How about some Devil's Advocate talk here.
You know. . with a few notable exceptions, I bet many of todays archers are as good or better than what we had back then. Times are different, things are different. What we expect is different.
Talk of shooting 80 yards. . . I did that in the 70's. Its a long shot. As long as you know to hold your arrow at the top of the bale and you get a good release, you were on paper (my set up, my bow). I could do it all day, and so could you once you had a plan.
Now, try that with no line to shoot from. . . is it really 80 yards or 83 yards. With that trajectory it matters a lot.
What they shot at field targets, at marked distances with aiming spots placed at paced off points etc does not equate to ability at game at unmarked distances.
Sure, a few did it and did it well.

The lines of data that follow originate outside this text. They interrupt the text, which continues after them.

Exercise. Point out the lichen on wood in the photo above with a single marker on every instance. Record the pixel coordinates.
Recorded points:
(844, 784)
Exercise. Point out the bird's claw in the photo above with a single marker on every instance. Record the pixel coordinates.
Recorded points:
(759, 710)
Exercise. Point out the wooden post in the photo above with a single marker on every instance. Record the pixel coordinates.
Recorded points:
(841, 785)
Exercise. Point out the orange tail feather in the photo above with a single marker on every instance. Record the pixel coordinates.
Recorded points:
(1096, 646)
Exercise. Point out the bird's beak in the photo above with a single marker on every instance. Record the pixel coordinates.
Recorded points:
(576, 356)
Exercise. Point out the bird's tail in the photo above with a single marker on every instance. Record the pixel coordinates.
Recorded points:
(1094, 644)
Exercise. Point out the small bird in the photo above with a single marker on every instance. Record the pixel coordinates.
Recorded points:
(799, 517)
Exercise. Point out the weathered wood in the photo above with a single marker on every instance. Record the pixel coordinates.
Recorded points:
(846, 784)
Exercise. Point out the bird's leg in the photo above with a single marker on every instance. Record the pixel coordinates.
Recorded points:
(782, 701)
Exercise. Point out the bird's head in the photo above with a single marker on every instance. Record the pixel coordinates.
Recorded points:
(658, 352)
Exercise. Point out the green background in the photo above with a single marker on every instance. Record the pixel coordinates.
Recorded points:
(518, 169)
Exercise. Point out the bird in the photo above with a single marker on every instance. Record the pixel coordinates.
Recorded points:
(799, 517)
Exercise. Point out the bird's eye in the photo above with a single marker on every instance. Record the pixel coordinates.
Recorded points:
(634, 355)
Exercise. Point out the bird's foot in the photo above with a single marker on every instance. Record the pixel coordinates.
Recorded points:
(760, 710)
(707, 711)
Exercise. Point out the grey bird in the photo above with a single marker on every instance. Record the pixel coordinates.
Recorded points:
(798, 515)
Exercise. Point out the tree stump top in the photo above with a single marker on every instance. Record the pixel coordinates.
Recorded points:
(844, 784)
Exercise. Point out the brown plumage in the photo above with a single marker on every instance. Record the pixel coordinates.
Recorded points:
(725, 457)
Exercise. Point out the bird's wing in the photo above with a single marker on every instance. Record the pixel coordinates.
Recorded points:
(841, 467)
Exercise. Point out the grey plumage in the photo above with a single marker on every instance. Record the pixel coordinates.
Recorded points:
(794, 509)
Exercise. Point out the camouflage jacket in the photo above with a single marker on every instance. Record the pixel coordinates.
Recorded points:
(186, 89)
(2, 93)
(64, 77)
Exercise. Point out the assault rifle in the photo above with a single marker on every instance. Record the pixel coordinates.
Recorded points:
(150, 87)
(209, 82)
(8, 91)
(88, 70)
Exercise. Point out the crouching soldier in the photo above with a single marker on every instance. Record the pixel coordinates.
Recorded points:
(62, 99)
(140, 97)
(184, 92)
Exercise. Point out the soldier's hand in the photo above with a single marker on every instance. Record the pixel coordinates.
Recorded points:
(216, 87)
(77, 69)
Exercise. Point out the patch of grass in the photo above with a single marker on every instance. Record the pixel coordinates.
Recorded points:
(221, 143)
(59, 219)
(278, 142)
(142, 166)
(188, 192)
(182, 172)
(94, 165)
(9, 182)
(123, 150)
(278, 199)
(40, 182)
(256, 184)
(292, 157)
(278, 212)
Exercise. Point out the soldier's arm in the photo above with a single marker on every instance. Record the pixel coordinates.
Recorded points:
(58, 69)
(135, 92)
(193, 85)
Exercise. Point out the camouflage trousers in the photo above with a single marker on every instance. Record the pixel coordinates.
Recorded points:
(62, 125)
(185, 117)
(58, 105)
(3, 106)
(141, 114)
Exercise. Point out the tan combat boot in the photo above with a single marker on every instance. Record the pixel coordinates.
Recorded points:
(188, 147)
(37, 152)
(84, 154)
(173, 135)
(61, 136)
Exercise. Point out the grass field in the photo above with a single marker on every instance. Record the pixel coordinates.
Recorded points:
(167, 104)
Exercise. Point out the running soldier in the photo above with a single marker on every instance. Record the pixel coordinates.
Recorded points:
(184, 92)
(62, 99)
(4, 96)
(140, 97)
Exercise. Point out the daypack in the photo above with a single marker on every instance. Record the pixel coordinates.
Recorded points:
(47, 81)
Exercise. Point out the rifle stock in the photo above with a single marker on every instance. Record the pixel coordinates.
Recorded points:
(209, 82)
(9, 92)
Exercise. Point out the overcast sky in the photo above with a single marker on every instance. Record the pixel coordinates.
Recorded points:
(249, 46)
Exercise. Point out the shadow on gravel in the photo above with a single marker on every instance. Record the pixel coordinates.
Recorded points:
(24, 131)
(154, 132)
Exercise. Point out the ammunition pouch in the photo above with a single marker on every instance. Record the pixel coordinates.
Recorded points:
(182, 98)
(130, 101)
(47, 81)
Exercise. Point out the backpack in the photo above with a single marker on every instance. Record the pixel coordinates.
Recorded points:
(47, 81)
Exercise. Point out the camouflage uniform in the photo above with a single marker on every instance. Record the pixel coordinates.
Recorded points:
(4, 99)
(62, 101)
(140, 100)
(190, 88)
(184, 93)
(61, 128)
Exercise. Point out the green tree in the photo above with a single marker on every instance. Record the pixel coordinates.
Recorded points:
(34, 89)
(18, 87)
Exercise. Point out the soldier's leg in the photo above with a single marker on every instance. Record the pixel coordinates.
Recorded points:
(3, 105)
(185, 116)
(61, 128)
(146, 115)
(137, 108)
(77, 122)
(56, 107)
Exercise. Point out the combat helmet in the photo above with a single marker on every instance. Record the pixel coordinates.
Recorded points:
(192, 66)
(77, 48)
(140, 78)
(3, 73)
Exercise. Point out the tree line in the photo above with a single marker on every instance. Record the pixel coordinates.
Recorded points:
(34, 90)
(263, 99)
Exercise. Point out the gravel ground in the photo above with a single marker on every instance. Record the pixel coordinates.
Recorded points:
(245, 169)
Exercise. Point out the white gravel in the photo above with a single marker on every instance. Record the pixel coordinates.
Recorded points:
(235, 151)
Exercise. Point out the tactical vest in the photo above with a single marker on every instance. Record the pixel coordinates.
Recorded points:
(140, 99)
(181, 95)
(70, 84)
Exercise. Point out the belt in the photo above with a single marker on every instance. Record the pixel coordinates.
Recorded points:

Most didn't, but they tried anyway. Good / bad ? not for me to say. That was then, this is now.
You hear of the long shots. How about the 100 plus yards at an elk by HH. He tells how he walked the arrow in. . that means he shot an arrow, saw it was low, held higher and shot another etc etc till he finally hit the elk. At over 100 yards away the elk had no clue he was being shot at.
Me and my guys stump shoot at insane targets, tiny, far, between trees, laying down, bouncing it in, all that.. . and we often hit the target. We would never (I hope) do that at a real critter... or would we ?
Critters are deer right ? is a chipmunk a critter ? a squirrel ? a prairie dog ? I know I have shot way too far at a squirrel and a prairie dog. Heck it's only a squirrel. How about a carp. . are they critters ?
Are the times really that different or have we just fine tuned what we do.
A lot to think about. Its winter. . we have the time.